XXXV
"THE KING OF TERRORS"
Черепа, может быть, нас и не пугают, и нынешняя мода не велит изображать скрещенные кости на наших надгробиях, но все же перед лицом смерти банальности утешения съеживаются, а философские утешения холодны, как символика гробницы. Все, что живет, должно умереть; мы знаем это, но то, что смерть обычна, не облегчает частное горе, и созерцание доисторических руин не может смягчить сожаление об улыбке одного младенца. Человеческая догма оказалась столь же тщетной, как и его философия. Эпоха за эпохой создавала некое видение продолжения жизни и стремилась унять свой страх или скорбь с помощью подходящих воображений. Мумии смерти переживают свой гранит; киноварь и скальп лежат наготове для «счастливых охотничьих угодий»; рядом с царским трупом заживо хоронят сорок наложниц и воинов; Вальхалла звенит от лязга мечей, раны от которых заживают к закату; герои ступают по полям призрачного асфоделя, и на Елисейских полях истонченные поэты приветствуют мудрого пришельца в своей беседе; гурии вознаграждают верных за святую резню; пророки открывают великолепный город и жемчужные врата за рекой; поэт рассказывает о кругах, спускающихся в бездну и поднимающихся к Розе Рая; на гробнице епископа в церкви Святой Пракседы высечен Пан и Моисей со скрижалями; на надгробии албанского вождя царапают его винтовку и коня; а над низким холмиком раба на плантациях Анголы кладут его корзину и мотыгу, чтобы он не скучал по ним. Столь разнообразны приспособления, придуманные для утешения человечества или для его наставления. Но одно за другим, подобно самим мертвецам, эти приспособления проходили и исчезали, оставляя человечество в неведении и без утешения. Ибо все еще существует одна дорога, которую каждый путник должен открыть заново, и дверь смерти, у которой стоят все люди, открывается только внутрь.

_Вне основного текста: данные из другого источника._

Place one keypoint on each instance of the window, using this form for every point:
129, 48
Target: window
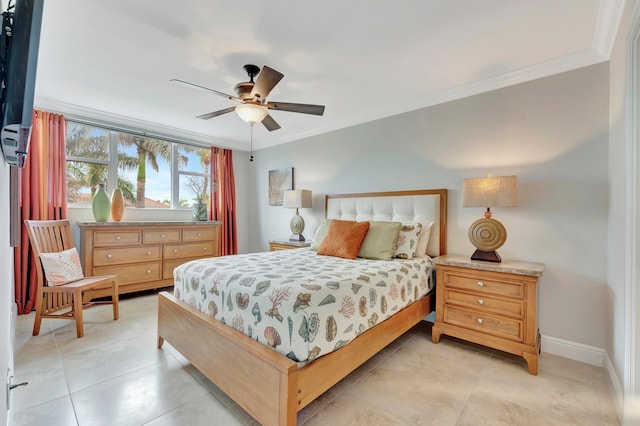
150, 172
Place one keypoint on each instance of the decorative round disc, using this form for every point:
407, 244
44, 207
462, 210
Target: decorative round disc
487, 234
297, 225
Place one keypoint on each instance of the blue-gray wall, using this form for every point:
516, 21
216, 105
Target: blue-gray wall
552, 133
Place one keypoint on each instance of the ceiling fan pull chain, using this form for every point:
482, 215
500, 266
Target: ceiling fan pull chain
251, 145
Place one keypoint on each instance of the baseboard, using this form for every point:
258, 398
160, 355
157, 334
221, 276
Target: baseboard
572, 350
590, 355
615, 387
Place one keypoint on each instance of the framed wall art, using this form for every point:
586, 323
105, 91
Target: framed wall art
280, 180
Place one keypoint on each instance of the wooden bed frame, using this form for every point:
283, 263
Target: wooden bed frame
265, 383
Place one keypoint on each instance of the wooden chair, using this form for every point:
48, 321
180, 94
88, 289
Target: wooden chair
50, 236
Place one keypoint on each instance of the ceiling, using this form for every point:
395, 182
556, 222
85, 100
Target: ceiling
111, 61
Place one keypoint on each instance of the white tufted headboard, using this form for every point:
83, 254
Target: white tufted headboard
421, 206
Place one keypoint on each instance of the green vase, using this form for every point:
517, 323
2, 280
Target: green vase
100, 205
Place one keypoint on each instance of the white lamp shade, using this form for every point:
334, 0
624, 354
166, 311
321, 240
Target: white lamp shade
297, 198
500, 191
251, 113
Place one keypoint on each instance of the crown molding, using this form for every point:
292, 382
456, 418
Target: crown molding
558, 65
608, 22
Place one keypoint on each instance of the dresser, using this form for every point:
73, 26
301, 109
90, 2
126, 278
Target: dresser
143, 254
287, 244
492, 304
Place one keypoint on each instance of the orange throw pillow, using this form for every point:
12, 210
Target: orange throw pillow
344, 239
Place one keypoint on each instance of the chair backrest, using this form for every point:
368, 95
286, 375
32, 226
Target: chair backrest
48, 236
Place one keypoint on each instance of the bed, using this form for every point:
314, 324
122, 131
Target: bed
273, 383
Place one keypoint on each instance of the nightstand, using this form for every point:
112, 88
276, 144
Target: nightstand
492, 304
287, 244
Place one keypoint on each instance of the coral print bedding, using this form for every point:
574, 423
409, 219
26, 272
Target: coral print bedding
300, 303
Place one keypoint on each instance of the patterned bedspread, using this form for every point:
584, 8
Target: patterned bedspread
301, 304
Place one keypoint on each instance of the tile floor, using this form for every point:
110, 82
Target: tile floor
115, 375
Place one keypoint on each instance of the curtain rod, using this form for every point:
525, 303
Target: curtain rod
137, 132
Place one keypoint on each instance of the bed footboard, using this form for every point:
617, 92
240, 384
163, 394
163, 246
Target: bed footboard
247, 371
268, 385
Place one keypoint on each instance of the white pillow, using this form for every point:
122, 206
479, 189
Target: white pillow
407, 241
423, 242
321, 234
62, 267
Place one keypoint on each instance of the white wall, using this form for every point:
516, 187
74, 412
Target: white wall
552, 133
6, 291
621, 173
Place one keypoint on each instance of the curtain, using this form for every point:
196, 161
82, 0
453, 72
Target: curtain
223, 195
42, 194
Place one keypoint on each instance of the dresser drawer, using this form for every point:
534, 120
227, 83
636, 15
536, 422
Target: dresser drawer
483, 284
161, 236
485, 303
507, 328
170, 265
117, 255
116, 238
135, 272
176, 251
199, 234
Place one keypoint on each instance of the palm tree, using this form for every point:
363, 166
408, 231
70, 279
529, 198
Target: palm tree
148, 150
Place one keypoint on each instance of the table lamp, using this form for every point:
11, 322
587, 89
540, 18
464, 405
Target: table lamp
297, 199
487, 234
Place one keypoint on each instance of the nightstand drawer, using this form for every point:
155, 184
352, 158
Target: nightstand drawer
485, 303
489, 324
483, 284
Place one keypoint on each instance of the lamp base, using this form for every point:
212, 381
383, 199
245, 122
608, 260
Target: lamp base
486, 256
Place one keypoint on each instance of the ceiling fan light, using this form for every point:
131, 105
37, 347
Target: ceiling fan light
252, 113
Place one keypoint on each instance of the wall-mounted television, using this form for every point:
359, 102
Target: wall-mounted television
19, 42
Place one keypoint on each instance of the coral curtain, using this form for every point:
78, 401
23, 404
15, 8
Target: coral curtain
223, 195
42, 194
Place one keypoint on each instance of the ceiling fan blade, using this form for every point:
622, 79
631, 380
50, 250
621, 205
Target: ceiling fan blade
215, 113
270, 123
303, 108
197, 86
267, 80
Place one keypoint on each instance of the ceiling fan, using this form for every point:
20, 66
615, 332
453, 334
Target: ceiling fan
252, 96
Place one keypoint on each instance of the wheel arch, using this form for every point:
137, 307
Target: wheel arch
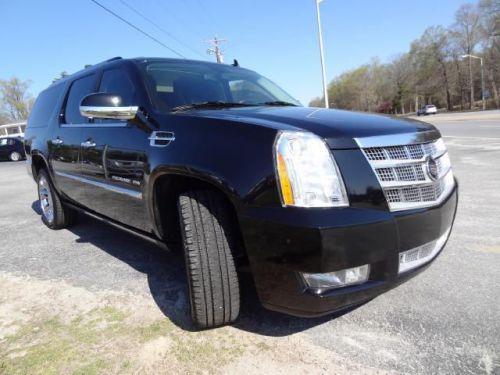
165, 188
38, 162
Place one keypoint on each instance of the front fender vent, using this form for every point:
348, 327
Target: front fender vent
161, 138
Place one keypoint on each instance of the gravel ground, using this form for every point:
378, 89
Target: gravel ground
89, 282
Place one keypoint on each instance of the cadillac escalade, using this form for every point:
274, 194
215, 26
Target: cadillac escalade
327, 208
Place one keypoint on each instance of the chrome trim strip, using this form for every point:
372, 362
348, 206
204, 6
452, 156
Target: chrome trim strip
109, 187
117, 113
97, 125
397, 139
121, 226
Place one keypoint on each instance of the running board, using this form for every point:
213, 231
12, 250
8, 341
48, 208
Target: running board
143, 235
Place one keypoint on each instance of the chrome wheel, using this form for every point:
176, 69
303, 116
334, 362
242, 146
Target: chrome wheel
45, 197
15, 156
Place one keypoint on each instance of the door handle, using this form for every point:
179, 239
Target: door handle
56, 141
88, 144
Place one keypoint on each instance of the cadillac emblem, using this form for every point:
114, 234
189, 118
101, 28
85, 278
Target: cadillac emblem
432, 169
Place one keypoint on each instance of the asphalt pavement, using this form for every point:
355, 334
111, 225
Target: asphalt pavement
446, 320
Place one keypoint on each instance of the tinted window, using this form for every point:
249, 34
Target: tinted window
79, 89
117, 81
45, 106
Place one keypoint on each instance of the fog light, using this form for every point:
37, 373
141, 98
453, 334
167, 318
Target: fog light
337, 279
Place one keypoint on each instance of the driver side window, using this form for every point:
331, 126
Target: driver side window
117, 81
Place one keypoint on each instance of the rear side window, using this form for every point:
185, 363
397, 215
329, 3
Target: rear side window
44, 107
117, 81
79, 89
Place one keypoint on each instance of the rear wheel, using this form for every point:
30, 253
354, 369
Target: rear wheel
55, 214
209, 245
15, 156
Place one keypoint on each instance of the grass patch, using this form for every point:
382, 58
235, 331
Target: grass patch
49, 346
154, 330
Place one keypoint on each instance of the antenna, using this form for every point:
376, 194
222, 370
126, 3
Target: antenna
215, 42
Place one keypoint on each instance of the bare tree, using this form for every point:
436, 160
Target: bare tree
15, 101
490, 40
467, 29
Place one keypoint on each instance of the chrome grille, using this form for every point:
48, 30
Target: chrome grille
405, 172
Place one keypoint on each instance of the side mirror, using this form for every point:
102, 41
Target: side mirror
107, 106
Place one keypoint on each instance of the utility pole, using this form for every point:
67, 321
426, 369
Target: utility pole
471, 83
323, 69
215, 42
482, 77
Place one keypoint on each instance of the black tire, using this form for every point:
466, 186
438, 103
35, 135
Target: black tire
55, 214
15, 156
209, 244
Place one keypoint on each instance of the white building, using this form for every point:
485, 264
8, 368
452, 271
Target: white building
13, 130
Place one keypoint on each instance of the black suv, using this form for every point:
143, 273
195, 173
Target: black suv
327, 208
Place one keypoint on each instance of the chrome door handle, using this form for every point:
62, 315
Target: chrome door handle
57, 141
88, 144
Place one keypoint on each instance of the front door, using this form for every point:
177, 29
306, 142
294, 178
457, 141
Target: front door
4, 147
66, 139
114, 160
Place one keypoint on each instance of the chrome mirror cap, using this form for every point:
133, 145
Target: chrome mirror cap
106, 106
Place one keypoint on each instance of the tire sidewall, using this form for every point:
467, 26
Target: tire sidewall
43, 174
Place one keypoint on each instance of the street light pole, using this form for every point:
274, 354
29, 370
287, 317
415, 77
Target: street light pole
482, 76
323, 70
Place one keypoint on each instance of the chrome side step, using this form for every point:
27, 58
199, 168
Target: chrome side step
143, 235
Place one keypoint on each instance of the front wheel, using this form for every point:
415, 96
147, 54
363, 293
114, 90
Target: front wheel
209, 244
55, 214
15, 156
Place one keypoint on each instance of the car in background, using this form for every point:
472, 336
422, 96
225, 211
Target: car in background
12, 149
428, 109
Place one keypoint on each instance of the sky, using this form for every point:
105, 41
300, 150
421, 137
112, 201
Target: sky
277, 38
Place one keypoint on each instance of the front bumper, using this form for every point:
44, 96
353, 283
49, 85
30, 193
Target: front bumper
281, 242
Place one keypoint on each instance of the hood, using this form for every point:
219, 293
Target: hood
338, 128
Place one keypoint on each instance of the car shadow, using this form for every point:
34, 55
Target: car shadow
168, 285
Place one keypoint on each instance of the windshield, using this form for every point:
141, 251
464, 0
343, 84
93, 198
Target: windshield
174, 84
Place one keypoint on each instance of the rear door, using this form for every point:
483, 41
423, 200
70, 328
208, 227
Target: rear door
65, 143
113, 157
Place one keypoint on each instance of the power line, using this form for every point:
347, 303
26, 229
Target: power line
216, 50
140, 14
137, 28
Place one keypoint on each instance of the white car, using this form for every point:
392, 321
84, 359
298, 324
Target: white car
428, 109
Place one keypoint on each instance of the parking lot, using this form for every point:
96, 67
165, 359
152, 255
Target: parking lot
97, 300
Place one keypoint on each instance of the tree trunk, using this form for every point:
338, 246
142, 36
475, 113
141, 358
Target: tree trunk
446, 86
493, 85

Морис Метерлинк всегда очень остро осознавал эту дверь. Как часто в его шепчущих драмах мы чувствуем ее присутствие! Как часто, даже без стука предупреждения, она внезапно распахивается или стоит приоткрытой, и невидимые руки тянут, и дети втянуты, и молодые девушки втянуты, и мудрецы, и старики, в то время как живой мир остается снаружи, все еще за завтраком, все еще занятый своими вечерними играми и шитьем, все еще слепо нащупывающий своего ушедшего проводника! С самого начала Метерлинк был любителем смерти. В небольшом томе, носящем имя Смерти, он излагает свои размышления о природе и значении смерти. Подобно другим философам и всем старухам, он также пытается нас утешить. Человечество требует утешения, ибо без него, возможно, вид едва ли смог бы пережить свое предвидение конца. Но при рассмотрении первых двух ужасов, к которым он применяет свои успокоительные аргументы, рассуждения Метерлинка кажутся мне почти неуместными, почти устаревшими. Он приписывает испуганное предчувствие смерти, во-первых, страху боли при умирании, а во-вторых, страху перед мучениями в будущем. Ни в том, ни в другом страхе, я думаю, не заключается теперь сущностный ужас смерти. Все, кто был свидетелем различных форм смерти, будь то на поле боя или в больничной палате, согласятся, что процесс умирания редко бывает более трудным или болезненным, чем снятие одежды. Кровь отливает, чувства засыпают, «оконный проем медленно становится мерцающим квадратом», дыхание постепенно слабеет, бессознательное падает в более глубокое бессознательное, и это все. Даже при ужасных ранах и случаях крайней боли медицина теперь может облегчить худшее, и я не верю, что ожидание физической агонии, какой бы сильной она ни была, играет большую роль в инстинкте, который стоит в оцепенении перед смертью. Если бы страх боли так занимал душу, мученики не засеяли бы Церковь, и рождения не продолжались бы.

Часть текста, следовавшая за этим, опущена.